Die meisten Morde geschehen in überschaubaren Zusammenhängen. Täter und Opfer haben einander vorher gekannt. Die Tat ist selten unabwendbar, irgendwann erscheint die Situation aber ausweglos, wie im Falle von Gerald Kollmann, einem Spieler, der eines Tages einem Mann, der von ihm Geld zurückfordert, auflauert: "Es war Verzweiflung, nicht mehr wissen, wie man die Situation handhaben soll... schwer zu erklären. Da ist man in so einem Strudel, wo man sich hineindenkt und psychisch verfällt. Dass man nicht mehr klar denkt, nicht mehr rational denkt. Man denkt nur: ,Ihm gebührt ein Denkzettel.‘ Und wenn man dann dort steht, ist man sowieso auf Hundert vom Adrenalinschub her, sodass Denken eigentlich überhaupt nichts mehr bringt. Wenn man die Tat macht, indem man zuschlägt, ist man total blockiert. Da will man nur noch, daß es vorbei ist."

"Plötzlich mit dem Ergebnis konfrontiert"

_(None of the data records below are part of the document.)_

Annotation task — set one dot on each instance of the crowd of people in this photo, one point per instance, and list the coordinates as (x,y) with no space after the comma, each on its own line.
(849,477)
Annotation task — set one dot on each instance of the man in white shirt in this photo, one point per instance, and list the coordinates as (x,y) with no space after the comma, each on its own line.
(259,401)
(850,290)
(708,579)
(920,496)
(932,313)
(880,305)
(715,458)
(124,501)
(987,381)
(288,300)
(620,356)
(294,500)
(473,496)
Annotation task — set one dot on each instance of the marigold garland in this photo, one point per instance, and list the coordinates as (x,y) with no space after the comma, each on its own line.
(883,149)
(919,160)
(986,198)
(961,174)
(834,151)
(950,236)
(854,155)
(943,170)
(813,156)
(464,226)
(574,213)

Ein 19-Jähriger, der das Kleinkind seiner Freundin brutal geprügelt und tödlich verletzt hat, beschreibt die prekäre Affektlage des Täters noch eindringlicher: "Es ist ein unglaubliches Stur-Sein, geistig und verstandesmäßig Zugezimmert-Sein. Man ist in einem ganz kleinen Kästchen. Es war überhaupt kein aktives Erleben dessen, was man tut; man sieht sozusagen innerlich überhaupt nicht nach. Plötzlich ist man mit dem Endergebnis konfrontiert."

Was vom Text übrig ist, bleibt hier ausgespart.